Saturday, September 30, 2006

This Baghdad Election Failed, Too!

Ali Baba Goes To Town (1937) is on Fox Movie Channel tomorrow morning, October 1st, at 6 AM EST, and damn it, I'm going to miss taping it. If anyone is so inclined, I would love a copy of the film -- it was one of Marge's and my faves from this year's Cinefest (see my Myrant post on the film
  • right ch'ere, on our stage).
  • It also featured a joke concerning Vermont and Maine electoral votes I'm eager to transcribe and use as the opening quote of Green Mountain Cinema Vol 2, which is at last in the home stretch for publication.

    [An aside: Marge and I are dropping our satellite TV this weekend -- effective tomorrow -- in part due to Direct TV dropping, sans announcement, Fox Movie Channel last week. I had in fact set our VCR to tape a movie, the curious 1965 romantic tragedy Rapture, from FMC, only to check the tape that evening to find the blank black screen and "Contact your provider" text -- they'd fucking dropped the channel that morning! We'd been debating dropping satellite for some time, due to erratic reception and the fact we watch so little television aside from our DVD/video collection. $60+ a month for the only two programs we enjoy -- The Daily Show and Colbert Report -- was too dear a luxury, and with Direct TV's blithe drop of the one movie channel I still occasionally taped movies from, that was that. When Marge made the call, they tried to convince her to stay aboard, but couldn't provide the combo of channels we wanted -- so fuck 'em, we're better off without 'em or TV.]

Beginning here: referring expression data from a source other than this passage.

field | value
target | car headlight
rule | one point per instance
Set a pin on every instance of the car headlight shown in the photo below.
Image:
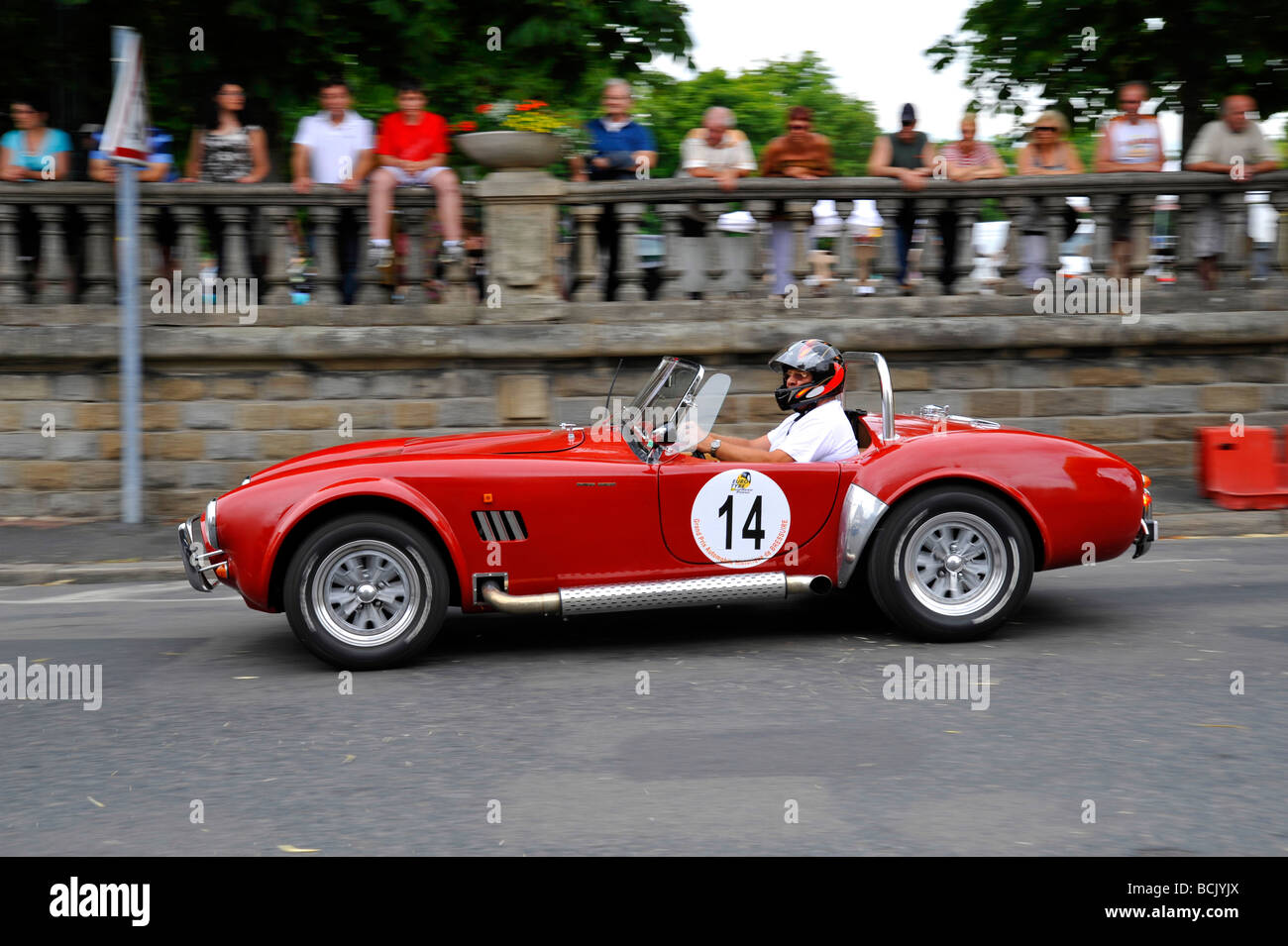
(210, 524)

    Eddie Cantor was a big star by the '30s -- among his childhood cronies was none other than Harry Donenfeld, future publisher of pulps like Spicy Stories and National Periodicals, where Harry made his fortune thanks to Superman and his royal screwjob on its creators -- and Ali Baba is the best Cantor film I've seen. Cantor plays an autograph hunter named Al Babson, who is stupidly injured on the set of an Arabian Nights movie. In a move worthy of Ash in Army of Darkness, he misremembers the prescribed dosage and takes too much pain meds, and he's off to la-la land and dreams he's in Baghdad where he's mistaken for Ali Baba. Cantor becomes prime minister to the sultan, and this is where the film escalates into a rehearsal for the Iraq War: one wonders if Rummy, Wolfowitz and the neocons saw this film in their childhoods and brainstormed the disastrous reconfiguration of the Middle East from this opus, though it's actually (in the context of its day) a satire on Roosevelt's New Deal, which the neocons & GOPs have quite successfully dismantled and sown salt upon its grave (as Hurricane Katrina so amply demonstrated). No wonder they've erected a statue to Reagan in a place of honor; it all gained traction with Reagan, and it's been a steady downhill slide since then.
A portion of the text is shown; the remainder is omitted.